Encyclopedia of Hungarian rock. Volume one

Encyclopedia of Hungarian rock. Volume one
Author: Alexandr Zhuk
Publisher: Litres
Total Pages: 1156
Release: 2020-03-06
Genre: Music
ISBN: 5457918017

Тhis encyclopedia is dedicated to Hungarian rock and to reference data, practical, and to every rock band Hungary. Encyclopedia addressed to a wide range of fans of all hungarian style rock of rock-n-rolla, pop, jazz, hard rocka to heavy metal, doom, death, etc., and also includes information about the group and Discography.
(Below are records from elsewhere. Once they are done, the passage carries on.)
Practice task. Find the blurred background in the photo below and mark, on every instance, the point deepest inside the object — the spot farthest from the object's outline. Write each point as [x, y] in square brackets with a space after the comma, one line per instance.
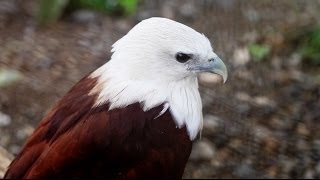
[263, 123]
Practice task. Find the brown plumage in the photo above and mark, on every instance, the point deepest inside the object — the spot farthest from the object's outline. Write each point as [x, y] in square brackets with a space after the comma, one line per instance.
[74, 141]
[134, 117]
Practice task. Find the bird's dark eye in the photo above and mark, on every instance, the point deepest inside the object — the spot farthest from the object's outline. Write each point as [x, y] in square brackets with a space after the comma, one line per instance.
[182, 57]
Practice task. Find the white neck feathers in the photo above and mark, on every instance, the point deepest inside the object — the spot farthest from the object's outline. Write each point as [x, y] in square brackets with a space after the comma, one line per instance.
[181, 97]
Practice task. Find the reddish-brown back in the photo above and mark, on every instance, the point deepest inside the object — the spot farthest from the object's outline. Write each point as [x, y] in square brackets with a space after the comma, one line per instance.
[75, 140]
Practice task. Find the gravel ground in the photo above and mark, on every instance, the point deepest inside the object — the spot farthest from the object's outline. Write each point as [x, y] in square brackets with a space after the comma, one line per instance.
[263, 123]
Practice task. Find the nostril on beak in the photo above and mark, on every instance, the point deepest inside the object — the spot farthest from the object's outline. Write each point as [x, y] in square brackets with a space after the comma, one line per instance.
[211, 60]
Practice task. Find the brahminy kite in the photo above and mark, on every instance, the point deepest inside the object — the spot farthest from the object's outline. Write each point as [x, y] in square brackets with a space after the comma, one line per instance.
[134, 117]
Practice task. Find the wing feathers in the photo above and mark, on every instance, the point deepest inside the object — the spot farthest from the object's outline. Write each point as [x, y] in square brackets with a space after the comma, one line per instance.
[77, 141]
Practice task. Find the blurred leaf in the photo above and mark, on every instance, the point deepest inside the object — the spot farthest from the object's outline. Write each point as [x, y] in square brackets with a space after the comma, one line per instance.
[51, 10]
[126, 7]
[310, 46]
[9, 76]
[258, 52]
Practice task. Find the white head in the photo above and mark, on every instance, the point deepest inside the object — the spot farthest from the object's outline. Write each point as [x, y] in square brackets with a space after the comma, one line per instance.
[157, 62]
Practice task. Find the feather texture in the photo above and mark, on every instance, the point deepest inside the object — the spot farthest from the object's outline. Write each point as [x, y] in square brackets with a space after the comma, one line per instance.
[77, 141]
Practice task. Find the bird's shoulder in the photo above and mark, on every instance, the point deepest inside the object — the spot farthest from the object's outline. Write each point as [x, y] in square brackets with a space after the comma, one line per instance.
[76, 136]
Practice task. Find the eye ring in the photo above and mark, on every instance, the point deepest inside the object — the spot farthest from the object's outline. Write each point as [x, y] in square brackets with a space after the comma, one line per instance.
[182, 57]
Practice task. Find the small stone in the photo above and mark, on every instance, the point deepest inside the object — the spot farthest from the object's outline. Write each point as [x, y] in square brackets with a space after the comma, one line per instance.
[84, 16]
[245, 170]
[242, 96]
[211, 124]
[241, 57]
[202, 150]
[264, 101]
[303, 130]
[5, 119]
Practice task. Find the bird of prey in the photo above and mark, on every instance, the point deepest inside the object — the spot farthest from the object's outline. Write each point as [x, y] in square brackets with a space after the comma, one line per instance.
[134, 117]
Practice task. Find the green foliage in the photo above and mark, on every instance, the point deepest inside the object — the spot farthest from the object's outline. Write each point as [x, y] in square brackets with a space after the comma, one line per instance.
[310, 46]
[126, 7]
[51, 10]
[259, 52]
[8, 77]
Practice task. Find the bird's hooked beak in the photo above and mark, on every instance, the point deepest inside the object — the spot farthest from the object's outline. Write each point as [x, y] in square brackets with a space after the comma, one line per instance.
[213, 65]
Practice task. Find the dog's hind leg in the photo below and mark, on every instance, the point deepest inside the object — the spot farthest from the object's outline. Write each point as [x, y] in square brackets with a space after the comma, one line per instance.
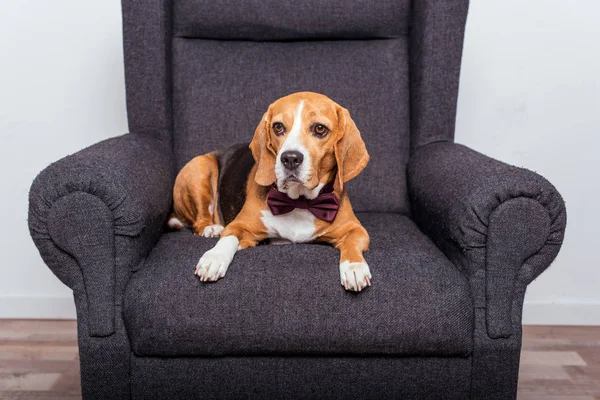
[195, 197]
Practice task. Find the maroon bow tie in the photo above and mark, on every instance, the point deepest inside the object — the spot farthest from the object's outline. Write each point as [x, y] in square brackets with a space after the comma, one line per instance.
[325, 206]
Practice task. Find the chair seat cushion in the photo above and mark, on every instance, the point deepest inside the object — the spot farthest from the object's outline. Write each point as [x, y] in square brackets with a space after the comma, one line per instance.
[283, 300]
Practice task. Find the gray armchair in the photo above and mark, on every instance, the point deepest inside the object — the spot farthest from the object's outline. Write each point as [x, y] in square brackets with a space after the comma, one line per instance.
[456, 237]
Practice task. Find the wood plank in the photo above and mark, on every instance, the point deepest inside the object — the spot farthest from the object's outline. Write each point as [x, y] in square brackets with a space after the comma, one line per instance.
[38, 361]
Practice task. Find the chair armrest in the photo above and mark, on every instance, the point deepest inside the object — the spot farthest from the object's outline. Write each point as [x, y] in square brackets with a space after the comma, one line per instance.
[499, 224]
[96, 214]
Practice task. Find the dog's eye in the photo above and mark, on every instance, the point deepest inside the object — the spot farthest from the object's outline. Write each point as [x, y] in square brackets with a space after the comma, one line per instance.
[278, 128]
[320, 130]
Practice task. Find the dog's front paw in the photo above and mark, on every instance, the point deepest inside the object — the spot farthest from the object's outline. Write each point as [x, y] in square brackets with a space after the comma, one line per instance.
[212, 266]
[355, 276]
[213, 230]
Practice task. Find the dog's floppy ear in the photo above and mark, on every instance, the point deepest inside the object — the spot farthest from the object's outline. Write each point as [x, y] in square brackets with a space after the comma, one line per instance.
[350, 150]
[263, 152]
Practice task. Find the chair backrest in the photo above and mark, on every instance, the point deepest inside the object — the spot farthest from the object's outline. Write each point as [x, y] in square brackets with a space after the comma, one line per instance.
[201, 74]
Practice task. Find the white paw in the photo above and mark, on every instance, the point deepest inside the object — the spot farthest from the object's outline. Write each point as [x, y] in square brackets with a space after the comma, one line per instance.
[213, 230]
[355, 276]
[214, 263]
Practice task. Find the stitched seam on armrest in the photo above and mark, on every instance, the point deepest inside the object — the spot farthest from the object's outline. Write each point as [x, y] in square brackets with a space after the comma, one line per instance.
[479, 246]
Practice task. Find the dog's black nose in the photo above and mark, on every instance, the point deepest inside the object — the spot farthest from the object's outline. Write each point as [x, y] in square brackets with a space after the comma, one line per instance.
[291, 159]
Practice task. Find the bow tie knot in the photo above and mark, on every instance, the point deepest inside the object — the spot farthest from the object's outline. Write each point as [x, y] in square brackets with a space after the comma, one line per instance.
[325, 206]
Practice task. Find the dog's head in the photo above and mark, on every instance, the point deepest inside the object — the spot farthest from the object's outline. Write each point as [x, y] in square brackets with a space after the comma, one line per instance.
[303, 140]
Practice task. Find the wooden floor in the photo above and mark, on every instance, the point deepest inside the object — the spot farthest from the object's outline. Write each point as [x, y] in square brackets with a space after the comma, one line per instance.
[38, 360]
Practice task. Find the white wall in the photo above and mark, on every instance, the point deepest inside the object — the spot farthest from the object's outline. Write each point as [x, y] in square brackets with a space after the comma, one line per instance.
[530, 95]
[61, 89]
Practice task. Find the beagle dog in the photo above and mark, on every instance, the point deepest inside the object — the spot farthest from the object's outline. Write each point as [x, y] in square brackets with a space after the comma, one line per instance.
[287, 185]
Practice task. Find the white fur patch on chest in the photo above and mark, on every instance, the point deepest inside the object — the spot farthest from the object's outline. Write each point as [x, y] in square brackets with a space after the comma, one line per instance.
[297, 226]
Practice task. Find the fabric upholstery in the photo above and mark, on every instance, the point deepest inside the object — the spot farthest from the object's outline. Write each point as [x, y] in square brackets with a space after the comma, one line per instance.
[436, 42]
[147, 48]
[104, 361]
[288, 300]
[487, 215]
[302, 378]
[191, 91]
[292, 20]
[222, 89]
[119, 187]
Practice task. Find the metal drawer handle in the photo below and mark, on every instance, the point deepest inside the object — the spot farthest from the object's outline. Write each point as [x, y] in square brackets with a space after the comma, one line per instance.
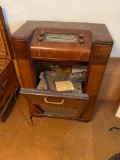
[45, 99]
[4, 83]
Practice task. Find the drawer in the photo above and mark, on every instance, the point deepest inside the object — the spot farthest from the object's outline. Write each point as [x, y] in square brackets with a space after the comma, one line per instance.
[8, 84]
[50, 103]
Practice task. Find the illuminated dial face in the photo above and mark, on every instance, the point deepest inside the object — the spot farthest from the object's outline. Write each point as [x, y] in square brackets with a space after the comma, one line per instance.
[59, 37]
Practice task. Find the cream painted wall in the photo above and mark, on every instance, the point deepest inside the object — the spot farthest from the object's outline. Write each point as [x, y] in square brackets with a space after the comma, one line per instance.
[104, 11]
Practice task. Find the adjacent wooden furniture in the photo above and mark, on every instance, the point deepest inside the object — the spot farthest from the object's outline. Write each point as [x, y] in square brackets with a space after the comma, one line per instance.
[8, 79]
[93, 51]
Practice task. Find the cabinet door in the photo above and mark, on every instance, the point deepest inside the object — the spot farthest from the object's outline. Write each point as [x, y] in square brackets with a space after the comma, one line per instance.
[55, 104]
[8, 86]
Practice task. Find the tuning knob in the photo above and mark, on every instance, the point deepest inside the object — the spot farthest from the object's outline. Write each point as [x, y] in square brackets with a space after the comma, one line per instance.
[42, 34]
[40, 39]
[81, 36]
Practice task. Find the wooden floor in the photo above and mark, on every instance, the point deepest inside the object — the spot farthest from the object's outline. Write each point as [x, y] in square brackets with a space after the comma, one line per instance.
[59, 139]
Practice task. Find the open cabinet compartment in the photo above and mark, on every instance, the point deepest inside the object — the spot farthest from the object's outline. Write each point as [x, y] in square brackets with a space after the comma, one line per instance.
[46, 100]
[8, 79]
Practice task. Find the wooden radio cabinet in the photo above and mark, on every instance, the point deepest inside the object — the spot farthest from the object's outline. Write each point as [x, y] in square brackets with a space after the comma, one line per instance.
[41, 45]
[8, 79]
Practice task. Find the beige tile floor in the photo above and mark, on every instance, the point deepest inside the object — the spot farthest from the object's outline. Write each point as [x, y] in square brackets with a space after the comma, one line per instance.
[59, 139]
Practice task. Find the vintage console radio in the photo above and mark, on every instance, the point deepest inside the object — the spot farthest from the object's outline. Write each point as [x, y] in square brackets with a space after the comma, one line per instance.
[61, 65]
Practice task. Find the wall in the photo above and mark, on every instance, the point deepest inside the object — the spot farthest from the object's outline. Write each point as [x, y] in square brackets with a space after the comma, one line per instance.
[104, 11]
[110, 87]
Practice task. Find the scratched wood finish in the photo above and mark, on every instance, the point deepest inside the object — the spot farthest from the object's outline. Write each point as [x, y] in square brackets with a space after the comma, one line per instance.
[8, 79]
[100, 50]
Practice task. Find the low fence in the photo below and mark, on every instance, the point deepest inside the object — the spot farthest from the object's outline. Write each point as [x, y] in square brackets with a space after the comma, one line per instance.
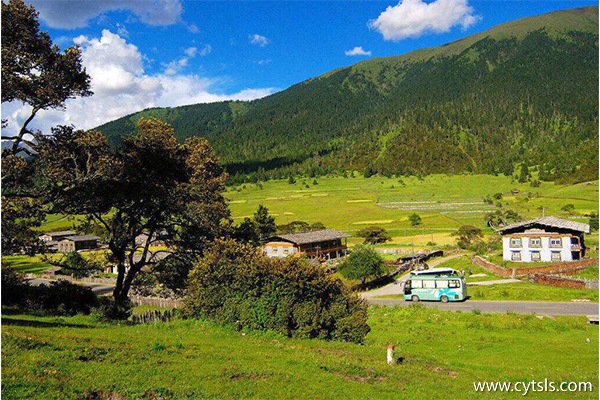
[156, 302]
[53, 277]
[568, 268]
[562, 281]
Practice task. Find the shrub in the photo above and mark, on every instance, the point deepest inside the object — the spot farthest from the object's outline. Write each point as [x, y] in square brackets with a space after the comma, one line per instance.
[374, 234]
[236, 284]
[15, 289]
[62, 298]
[362, 263]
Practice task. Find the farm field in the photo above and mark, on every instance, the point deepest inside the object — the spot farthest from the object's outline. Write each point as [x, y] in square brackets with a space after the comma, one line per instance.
[442, 353]
[443, 202]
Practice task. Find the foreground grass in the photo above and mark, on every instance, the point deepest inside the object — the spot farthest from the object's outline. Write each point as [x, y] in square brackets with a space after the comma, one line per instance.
[443, 354]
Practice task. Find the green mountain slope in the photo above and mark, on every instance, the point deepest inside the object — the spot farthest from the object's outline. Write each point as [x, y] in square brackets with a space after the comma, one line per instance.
[522, 92]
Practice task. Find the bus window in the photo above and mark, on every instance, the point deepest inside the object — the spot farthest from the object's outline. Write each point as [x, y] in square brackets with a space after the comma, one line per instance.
[429, 284]
[441, 284]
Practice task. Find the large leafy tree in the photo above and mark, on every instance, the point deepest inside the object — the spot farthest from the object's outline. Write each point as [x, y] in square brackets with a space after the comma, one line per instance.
[34, 71]
[152, 185]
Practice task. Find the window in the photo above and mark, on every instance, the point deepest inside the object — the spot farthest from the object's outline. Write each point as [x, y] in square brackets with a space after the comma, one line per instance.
[429, 284]
[555, 242]
[454, 283]
[515, 242]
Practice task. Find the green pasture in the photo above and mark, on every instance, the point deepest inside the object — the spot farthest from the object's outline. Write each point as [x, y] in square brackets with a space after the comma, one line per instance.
[519, 291]
[441, 353]
[444, 202]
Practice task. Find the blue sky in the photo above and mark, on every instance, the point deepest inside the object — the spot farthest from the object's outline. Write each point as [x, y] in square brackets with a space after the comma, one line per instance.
[159, 53]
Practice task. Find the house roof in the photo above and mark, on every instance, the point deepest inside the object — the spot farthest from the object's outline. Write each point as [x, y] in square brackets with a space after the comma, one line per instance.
[551, 222]
[81, 238]
[311, 237]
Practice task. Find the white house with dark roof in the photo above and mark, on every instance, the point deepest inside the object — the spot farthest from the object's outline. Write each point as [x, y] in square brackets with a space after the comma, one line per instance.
[544, 239]
[318, 244]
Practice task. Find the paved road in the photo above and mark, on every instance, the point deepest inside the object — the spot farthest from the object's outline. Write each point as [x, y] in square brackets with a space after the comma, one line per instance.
[97, 288]
[519, 307]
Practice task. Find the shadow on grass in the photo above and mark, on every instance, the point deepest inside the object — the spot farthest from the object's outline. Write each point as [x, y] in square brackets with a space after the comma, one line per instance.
[40, 324]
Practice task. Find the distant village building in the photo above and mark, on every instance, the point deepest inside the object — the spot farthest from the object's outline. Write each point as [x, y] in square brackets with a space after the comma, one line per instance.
[51, 239]
[55, 236]
[75, 243]
[544, 239]
[326, 244]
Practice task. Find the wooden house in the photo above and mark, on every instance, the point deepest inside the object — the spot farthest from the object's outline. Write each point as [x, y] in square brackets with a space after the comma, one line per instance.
[544, 239]
[326, 244]
[76, 243]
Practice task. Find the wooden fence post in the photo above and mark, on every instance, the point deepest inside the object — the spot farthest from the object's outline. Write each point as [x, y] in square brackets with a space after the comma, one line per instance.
[390, 357]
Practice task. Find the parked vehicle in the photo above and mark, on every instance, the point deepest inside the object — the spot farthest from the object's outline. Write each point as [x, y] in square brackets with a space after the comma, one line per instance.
[441, 286]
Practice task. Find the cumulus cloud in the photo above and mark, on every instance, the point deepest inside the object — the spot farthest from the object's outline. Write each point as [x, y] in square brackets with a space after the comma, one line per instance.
[121, 87]
[259, 40]
[70, 14]
[413, 18]
[357, 51]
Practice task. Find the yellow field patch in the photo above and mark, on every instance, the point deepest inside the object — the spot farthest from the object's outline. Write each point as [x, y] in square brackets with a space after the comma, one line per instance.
[381, 221]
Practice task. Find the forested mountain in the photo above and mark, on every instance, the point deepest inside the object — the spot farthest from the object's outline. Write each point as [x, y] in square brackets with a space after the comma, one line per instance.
[522, 92]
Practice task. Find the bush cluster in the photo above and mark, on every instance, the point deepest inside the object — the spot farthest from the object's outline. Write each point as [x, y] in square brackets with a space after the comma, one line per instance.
[235, 284]
[58, 298]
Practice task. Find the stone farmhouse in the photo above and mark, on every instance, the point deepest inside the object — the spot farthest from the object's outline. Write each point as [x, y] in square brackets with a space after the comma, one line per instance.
[544, 239]
[328, 244]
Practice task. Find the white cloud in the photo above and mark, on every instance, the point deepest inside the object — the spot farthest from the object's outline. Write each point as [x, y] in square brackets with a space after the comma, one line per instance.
[70, 14]
[191, 51]
[206, 50]
[193, 28]
[259, 40]
[357, 51]
[413, 18]
[122, 87]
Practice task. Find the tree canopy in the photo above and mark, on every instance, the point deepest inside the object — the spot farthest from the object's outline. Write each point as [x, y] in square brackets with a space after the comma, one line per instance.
[152, 185]
[34, 70]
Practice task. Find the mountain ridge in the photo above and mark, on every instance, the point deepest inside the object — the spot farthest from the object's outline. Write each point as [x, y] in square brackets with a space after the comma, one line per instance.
[445, 109]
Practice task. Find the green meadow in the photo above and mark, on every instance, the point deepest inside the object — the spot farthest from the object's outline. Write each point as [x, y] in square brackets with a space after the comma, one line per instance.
[444, 203]
[441, 354]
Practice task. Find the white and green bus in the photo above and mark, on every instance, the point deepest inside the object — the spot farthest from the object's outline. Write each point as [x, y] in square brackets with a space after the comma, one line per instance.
[435, 285]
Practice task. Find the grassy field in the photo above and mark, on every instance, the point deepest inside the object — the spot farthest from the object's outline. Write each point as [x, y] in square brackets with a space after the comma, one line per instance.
[443, 202]
[442, 355]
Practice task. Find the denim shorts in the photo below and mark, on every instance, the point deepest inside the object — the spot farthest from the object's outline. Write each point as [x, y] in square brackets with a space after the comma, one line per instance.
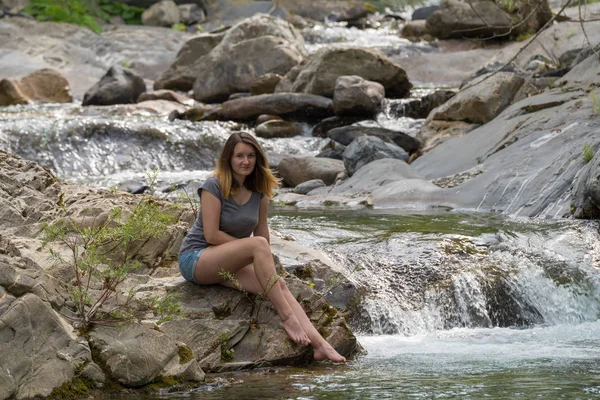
[187, 264]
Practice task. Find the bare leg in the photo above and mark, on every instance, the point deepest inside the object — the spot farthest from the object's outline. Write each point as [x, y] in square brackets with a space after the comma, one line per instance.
[235, 255]
[322, 349]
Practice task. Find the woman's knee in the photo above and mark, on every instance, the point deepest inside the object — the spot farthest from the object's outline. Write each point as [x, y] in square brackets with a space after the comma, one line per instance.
[260, 244]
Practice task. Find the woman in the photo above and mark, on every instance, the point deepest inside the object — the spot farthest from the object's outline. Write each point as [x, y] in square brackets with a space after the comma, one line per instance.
[231, 235]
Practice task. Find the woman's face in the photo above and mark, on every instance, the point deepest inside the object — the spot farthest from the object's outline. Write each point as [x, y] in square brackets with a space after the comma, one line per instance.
[243, 160]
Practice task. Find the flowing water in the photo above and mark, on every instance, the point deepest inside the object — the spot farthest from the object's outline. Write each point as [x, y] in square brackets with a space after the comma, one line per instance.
[455, 306]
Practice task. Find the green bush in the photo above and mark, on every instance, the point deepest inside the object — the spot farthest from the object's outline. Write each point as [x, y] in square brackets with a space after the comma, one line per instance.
[83, 12]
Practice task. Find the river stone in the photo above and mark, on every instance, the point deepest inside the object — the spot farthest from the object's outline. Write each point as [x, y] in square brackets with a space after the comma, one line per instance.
[297, 104]
[365, 149]
[319, 71]
[434, 133]
[479, 103]
[476, 19]
[355, 96]
[322, 128]
[266, 117]
[164, 13]
[585, 201]
[134, 355]
[296, 170]
[43, 86]
[181, 74]
[39, 349]
[265, 84]
[278, 129]
[254, 47]
[307, 186]
[375, 174]
[118, 86]
[190, 14]
[345, 135]
[333, 150]
[168, 95]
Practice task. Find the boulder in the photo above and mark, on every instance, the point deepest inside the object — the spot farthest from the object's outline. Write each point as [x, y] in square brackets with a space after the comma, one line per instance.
[585, 199]
[480, 102]
[134, 355]
[318, 73]
[278, 129]
[365, 149]
[375, 174]
[324, 126]
[297, 104]
[435, 133]
[168, 95]
[43, 86]
[346, 134]
[182, 74]
[265, 84]
[40, 350]
[267, 117]
[164, 13]
[190, 14]
[355, 96]
[118, 86]
[297, 170]
[307, 186]
[476, 19]
[254, 47]
[414, 29]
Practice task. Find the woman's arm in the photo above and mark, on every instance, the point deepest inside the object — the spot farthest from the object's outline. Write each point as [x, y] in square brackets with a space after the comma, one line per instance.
[211, 216]
[262, 229]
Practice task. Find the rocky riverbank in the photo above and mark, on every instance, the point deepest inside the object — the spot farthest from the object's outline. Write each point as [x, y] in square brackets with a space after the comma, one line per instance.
[513, 144]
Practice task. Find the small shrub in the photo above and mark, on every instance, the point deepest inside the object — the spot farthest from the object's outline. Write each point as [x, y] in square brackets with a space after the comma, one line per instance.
[588, 153]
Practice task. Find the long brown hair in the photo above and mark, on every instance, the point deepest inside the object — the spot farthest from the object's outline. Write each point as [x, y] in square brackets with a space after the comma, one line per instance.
[261, 179]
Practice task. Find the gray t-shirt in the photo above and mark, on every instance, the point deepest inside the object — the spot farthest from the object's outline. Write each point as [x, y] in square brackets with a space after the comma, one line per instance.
[236, 220]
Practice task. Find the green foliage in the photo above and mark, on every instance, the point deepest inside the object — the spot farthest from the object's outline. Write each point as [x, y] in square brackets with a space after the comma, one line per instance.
[131, 15]
[166, 307]
[595, 102]
[83, 12]
[588, 153]
[79, 12]
[102, 255]
[226, 354]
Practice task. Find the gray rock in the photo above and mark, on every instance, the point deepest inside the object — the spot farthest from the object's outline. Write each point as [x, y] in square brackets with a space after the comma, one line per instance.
[118, 86]
[190, 14]
[480, 102]
[345, 135]
[284, 104]
[278, 129]
[355, 96]
[318, 72]
[265, 84]
[182, 74]
[585, 201]
[322, 128]
[39, 349]
[366, 149]
[164, 13]
[134, 354]
[43, 86]
[254, 47]
[296, 170]
[375, 174]
[307, 186]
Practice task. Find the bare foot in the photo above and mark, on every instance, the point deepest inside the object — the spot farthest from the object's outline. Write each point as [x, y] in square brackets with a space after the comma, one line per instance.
[294, 330]
[326, 352]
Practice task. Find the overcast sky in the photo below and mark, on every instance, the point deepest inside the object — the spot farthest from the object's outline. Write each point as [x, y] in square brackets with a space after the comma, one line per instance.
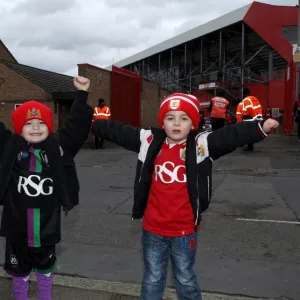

Spangle Volume III: Grand Promenade

Spangle Volume III: Grand Promenade
Author: Gary Jennings
Publisher: Macmillan
Total Pages: 516
Release: 1999-04-15
Genre: Fiction
ISBN: 9780812564730

The epic saga of Spangle takes us on a grand tour across two continents, from the post-Civil War South to the glittering capitals of nineteenth-century Europe. in The Grand Promenade, Zachary Edge and his troupe of showmen travel north across Hungary to rugged, majestic Russia, where he will meet Tsar Alexander at the St. Petersburg court. From there it's south and west, dodging Bismark's bullets, to Emperor Louis Napoleon's Paris which is facing the imminent threat of war. For Zachary Edge and his friends, Europe, with its beautiful women, its absinthe-drinking poets, and its captivating royalty, provides on unforgettable experience after the next. Through them, we view a continent poised on the brink of tumultuous change.

Narratives Unbound

Narratives Unbound
Author: Balázs Trencsényi
Publisher: Central European University Press
Total Pages: 512
Release: 2007-07-15
Genre: History
ISBN: 6155211299

The first work that covers the post-Communist development of historical studies in six Eastern European countries: Bulgaria, Czech Republic, Hungary, Poland, Romania, and Slovakia. A uniquely critical and qualitative analysis from a comparative and critical perspective, written by scholars from the region itself. Focusing on the first post-Communist decade, 1989–1999, the book offers a longer-term perspective that includes the immediate 'prehistory' of that momentous decade as well as its 'posthistoire'. The authors capture the spirit of 1989, that heady mix of elation, surprise, determination, and hope: l'ivresse du possible. This was the paradoxical beginning of Eastern European post-Communism: ushered in by 'anti-Utopian' revolutions, and slowly finding its course towards a bureaucratic, imitative, challenging, and anachronistic restoration of a capitalism that had changed almost beyond recognition when it had mutated into the negative double of Communism. Each individual chapter has numerous and detailed notes and references.